Before this question can be considered in realistic terms, the answers to two other questions need be forthcoming; Can people get to Mars alive, and once there, can they withstand the harsh environmental conditions they will be subject to? One thing is for sure, Mars can and will never be as hospitable as Earth. So who would want to live there?
Probably the closest thing we have to Mars climate would be Antarctica, but even there the air is oxygenated and atmospheric pressure is standard. The Atmospheric pressure on Mars would be equivalent to living atop Mount Everest. Since most plant growth occurs at temperatures well above freezing, it is not likely that you could grow anything on the Martian surface, even if the soil conditions were optimum. Therefore, resupply from Earth would be a continuous necessity to support a colony on Mars. Again, who might want to live there and depend on the continuity of Earthly support?
One thing Earth has, and Mars doesn’t, is a magnetosphere. Just exactly how important the Earth’s Magnetic field is to supporting life on this planet is not yet well understood, in large part because with the exception of a few very brief trips to the Moon, no living organism has ventured far enough and long enough away from earth to find out what the effects would be.
Just a first excursion to Mars will be fraught with such enormous complications, perhaps the most complex feat ever attempted by the human species, that the probability of success can not be certain, and the mortal risk for those who make the trip is substantial. The peril of a return trip to Earth is a prospect no less daunting. We’ve sent quite a few space craft to Mars and the other planets, but we have yet to land one of them on an extraterrestrial body beyond the Moon and then return it safely to Earth. Keep in mind, the Earth is a moving target traveling at 66,000 miles per hour, and close just doesn’t cut it when you have a one shot trajectory to get back here from Mars. If any man or women does ever set foot on the ref planet, they will do so knowing that the odds of them making a safe escape from Mars and returning successfully to Earth are less than 50/50 in their favor. This is, of course, assuming we can invent the technology to make a round trip to Mars possible in the first place.
It would seem that a prudent mission plan for a trip to Mars would have a contingency for people once on Mars to stay there indefinitely or at least until a rescue mission could be attempted. There was no such plan for the Astronauts who visited the Moon.

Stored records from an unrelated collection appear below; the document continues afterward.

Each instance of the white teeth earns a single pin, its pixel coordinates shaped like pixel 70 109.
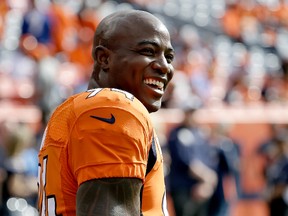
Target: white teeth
pixel 159 84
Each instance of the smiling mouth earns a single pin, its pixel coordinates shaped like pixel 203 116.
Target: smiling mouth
pixel 155 84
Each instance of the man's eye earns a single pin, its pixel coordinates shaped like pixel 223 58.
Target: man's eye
pixel 169 58
pixel 147 51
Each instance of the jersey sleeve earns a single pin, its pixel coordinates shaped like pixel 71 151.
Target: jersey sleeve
pixel 110 140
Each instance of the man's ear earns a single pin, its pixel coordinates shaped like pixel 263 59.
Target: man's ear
pixel 101 56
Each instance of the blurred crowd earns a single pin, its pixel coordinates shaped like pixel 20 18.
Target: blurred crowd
pixel 229 53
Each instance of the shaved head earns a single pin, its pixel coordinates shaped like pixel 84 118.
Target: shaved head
pixel 116 23
pixel 132 51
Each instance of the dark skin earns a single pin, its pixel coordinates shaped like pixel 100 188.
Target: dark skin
pixel 132 51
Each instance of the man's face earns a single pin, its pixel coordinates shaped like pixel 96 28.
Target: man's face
pixel 140 62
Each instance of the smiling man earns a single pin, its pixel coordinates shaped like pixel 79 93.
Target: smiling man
pixel 100 154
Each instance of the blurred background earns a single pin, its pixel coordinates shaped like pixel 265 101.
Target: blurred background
pixel 231 82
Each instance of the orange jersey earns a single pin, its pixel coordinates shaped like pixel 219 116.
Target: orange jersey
pixel 101 133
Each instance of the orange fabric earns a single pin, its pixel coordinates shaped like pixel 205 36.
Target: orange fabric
pixel 78 148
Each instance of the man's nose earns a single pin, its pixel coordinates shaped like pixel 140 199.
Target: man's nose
pixel 160 64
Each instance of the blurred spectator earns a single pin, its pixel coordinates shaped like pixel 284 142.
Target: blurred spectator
pixel 20 169
pixel 191 181
pixel 226 163
pixel 36 37
pixel 275 150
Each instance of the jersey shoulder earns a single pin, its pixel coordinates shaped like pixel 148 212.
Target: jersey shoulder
pixel 111 100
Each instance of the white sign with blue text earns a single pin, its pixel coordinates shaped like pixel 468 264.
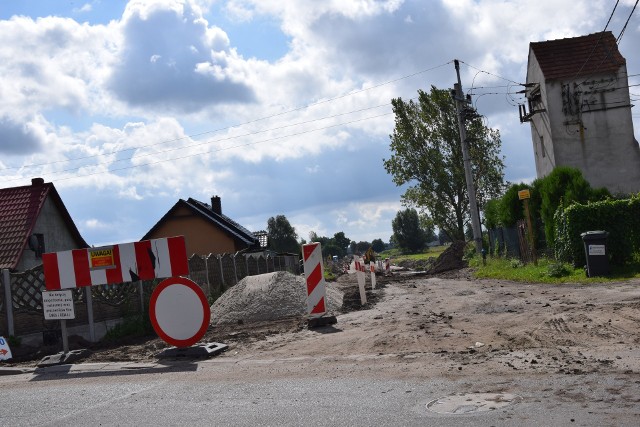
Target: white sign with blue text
pixel 5 351
pixel 58 305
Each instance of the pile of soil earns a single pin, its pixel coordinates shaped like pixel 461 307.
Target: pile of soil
pixel 265 297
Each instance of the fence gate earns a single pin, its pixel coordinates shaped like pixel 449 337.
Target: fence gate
pixel 526 251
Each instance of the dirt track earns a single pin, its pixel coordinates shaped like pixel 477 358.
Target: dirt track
pixel 446 325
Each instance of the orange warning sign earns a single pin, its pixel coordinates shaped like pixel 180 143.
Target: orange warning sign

If anything went wrong, well….. The point is, if somebody could get to Mars, who on Earth is going to be able to tell them they can’t stay there? Once they land on Mars they become a nation of Martians unto themselves and it might seem more logical to wonder whether they might prohibit other Earthlings from coming to their new home. You know, kind of like the situation between European countries, and their colonies in the Americas a couple of hundred years ago.
Let’s face it, if any humans do make the trip to Mars, fall in love with the inhospitable conditions there and decide to make the move on a permanent basis, there isn’t a dam thing anyone back on Earth is going to be able to do about it. Given this bit of logic, it would seem a moot point. People should and will be allowed to live on Mars, but I’ll bet ever penny earned by this article that nobody alive today is going to have to worry about it. Each an every American is already in debt to the tune of 30,000 dollars and it doesn’t look like there will be any money for a Mars trip in the foreseeable future.